Pope Francis is wrong about climate change.  Sadly, he's also wrong about something far more serious than climate change, and that's economics.  When the Pope isn't talking about climate change he's tweeting about economics.  Last year he tweeted something spectacularly muddle-headed:  "Inequality is the root of social evil".

When it comes to climate change the left might succeed for a little while longer in arguing that black is white, but when it comes to economics not even the most unreconstructed former Marxist minister in the new Greek government can deny the evidence of how free-market capitalism has lifted millions of people out of poverty and starvation.  Between 1981 and 2004, 600 million people in China escaped poverty.  The story is the same the world over.  On nearly every measure, people's lives are getting better — not worse.  Two hundred years ago, about 10 per cent of the world's population could read — now 80 per cent can.  The incidence of child labour has declined by one-third over about the last decade.

The recent Oxfam report on global inequality, which of course received wall-to-wall coverage on the ABC, misses the point.  If you're living on $1.25 a day it's irrelevant that the richest 1 per cent of people in the world owned 48 per cent of global wealth.  It is revealing that none of Oxfam's nine recommendations for overcoming inequality includied the promotion of free trade and the abolition of barriers that stop poor countries exporting to rich countries.

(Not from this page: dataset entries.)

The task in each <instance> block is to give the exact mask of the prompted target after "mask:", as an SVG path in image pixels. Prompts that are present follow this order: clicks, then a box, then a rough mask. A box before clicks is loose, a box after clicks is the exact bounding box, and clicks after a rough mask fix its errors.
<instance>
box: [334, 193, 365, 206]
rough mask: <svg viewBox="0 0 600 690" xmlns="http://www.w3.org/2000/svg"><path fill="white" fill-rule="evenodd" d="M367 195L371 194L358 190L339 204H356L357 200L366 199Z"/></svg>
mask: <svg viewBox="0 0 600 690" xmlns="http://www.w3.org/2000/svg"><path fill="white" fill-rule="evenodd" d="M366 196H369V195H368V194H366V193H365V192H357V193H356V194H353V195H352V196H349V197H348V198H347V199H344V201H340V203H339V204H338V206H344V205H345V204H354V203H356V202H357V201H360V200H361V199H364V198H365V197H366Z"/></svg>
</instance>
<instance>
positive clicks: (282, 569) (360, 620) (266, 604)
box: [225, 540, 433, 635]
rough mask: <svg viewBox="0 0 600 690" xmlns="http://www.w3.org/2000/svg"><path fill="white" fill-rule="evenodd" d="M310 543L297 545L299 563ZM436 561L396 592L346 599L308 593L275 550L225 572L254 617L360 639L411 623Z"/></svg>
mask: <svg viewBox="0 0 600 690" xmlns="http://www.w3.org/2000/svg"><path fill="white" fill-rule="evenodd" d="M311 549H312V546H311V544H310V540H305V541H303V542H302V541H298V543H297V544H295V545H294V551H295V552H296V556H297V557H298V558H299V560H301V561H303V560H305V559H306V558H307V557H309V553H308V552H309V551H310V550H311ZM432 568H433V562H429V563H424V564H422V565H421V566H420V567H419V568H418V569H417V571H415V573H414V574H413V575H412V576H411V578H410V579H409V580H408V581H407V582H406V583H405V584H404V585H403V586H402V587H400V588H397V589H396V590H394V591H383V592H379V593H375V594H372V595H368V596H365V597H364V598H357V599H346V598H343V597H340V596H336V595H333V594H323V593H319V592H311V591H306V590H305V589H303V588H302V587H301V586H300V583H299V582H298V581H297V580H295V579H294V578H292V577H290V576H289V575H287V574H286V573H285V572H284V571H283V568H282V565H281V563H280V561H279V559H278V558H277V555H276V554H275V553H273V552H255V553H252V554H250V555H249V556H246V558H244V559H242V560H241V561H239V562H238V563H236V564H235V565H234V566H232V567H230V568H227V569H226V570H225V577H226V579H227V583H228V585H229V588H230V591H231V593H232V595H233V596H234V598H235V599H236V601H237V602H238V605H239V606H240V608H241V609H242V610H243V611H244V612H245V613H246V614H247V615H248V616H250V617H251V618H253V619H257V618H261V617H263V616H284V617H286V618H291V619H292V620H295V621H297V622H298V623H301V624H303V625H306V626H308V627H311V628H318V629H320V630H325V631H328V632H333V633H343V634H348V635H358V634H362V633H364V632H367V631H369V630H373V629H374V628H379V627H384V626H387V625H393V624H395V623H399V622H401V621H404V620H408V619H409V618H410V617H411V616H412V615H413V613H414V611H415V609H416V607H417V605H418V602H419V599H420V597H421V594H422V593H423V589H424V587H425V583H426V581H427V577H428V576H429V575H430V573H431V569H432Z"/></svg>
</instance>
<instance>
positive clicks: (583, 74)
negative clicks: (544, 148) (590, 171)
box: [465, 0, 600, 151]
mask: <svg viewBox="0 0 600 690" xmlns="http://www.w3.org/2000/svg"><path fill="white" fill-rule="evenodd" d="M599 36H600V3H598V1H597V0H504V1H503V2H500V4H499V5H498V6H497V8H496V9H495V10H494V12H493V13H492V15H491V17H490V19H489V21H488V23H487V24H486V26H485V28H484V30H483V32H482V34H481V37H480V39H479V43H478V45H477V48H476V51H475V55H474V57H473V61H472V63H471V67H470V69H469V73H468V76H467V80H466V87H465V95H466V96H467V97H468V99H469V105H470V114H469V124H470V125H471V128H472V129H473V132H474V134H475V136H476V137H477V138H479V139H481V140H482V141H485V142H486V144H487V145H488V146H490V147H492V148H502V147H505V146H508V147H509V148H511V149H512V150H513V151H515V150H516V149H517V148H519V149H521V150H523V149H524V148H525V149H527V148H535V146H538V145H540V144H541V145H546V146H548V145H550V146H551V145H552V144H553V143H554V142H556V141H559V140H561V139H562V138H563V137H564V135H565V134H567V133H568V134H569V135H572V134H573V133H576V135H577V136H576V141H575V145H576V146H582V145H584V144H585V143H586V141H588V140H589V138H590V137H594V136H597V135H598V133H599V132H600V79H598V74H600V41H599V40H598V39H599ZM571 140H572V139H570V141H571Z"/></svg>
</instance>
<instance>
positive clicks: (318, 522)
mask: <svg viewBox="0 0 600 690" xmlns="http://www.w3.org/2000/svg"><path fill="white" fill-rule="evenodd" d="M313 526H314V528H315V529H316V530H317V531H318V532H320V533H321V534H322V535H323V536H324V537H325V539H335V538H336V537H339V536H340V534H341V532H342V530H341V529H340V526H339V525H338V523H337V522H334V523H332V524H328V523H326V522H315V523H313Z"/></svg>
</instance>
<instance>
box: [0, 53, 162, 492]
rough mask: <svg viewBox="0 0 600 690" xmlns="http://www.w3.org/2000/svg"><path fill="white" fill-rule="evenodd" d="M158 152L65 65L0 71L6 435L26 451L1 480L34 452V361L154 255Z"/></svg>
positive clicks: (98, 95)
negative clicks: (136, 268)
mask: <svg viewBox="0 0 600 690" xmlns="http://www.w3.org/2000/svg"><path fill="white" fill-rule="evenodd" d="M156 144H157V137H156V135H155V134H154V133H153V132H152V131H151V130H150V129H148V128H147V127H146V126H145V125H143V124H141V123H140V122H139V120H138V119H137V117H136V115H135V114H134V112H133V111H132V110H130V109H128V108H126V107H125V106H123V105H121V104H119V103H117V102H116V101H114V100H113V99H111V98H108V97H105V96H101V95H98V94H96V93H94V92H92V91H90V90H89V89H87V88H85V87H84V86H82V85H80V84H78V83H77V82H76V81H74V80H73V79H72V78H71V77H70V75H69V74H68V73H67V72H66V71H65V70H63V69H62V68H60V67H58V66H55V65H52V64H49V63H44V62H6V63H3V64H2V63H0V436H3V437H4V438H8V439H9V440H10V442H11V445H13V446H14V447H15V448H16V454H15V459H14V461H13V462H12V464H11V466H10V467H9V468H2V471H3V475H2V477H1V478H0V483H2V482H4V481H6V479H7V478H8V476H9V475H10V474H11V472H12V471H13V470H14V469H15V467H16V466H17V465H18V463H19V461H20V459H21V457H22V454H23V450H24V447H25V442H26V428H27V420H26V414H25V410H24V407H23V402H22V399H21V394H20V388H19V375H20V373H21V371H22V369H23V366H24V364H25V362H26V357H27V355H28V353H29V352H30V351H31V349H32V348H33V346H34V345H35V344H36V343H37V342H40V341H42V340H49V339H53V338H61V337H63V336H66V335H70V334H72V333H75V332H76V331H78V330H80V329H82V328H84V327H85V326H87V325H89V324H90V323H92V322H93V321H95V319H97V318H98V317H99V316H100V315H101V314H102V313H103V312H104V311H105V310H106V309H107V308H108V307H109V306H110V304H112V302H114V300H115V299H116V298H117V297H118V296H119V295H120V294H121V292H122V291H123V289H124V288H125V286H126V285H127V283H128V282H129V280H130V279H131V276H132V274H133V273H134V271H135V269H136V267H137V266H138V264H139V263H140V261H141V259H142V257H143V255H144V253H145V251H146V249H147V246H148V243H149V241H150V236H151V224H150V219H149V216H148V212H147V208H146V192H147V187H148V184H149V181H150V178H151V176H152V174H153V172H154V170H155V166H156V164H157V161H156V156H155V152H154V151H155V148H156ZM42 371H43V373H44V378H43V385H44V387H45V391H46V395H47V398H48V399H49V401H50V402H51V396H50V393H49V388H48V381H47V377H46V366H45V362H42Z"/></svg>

Economic inequality and climate change are all that the left can campaign on these days.  Economic inequality is a tenth-order issue.  Economic growth and taking people out of poverty are first-order issues.  Those who profess to be concerned about inequality are either using the issue as a vehicle with which to attack free market capitalism or they're simply motivated by envy.  If Bill Gates moved to Australia tomorrow we would become a more unequal country and not a single person would notice any difference to their lives whatsoever.  A society in which one person has a million dollars and one person has $100 is a lot more unequal than a place where one person has $50 and one has $40.  To find out which is preferable we could ask one of the billion people in the world who survive on less than $1.25 a day where they'd rather live.  Or maybe we could ask Pope Francis.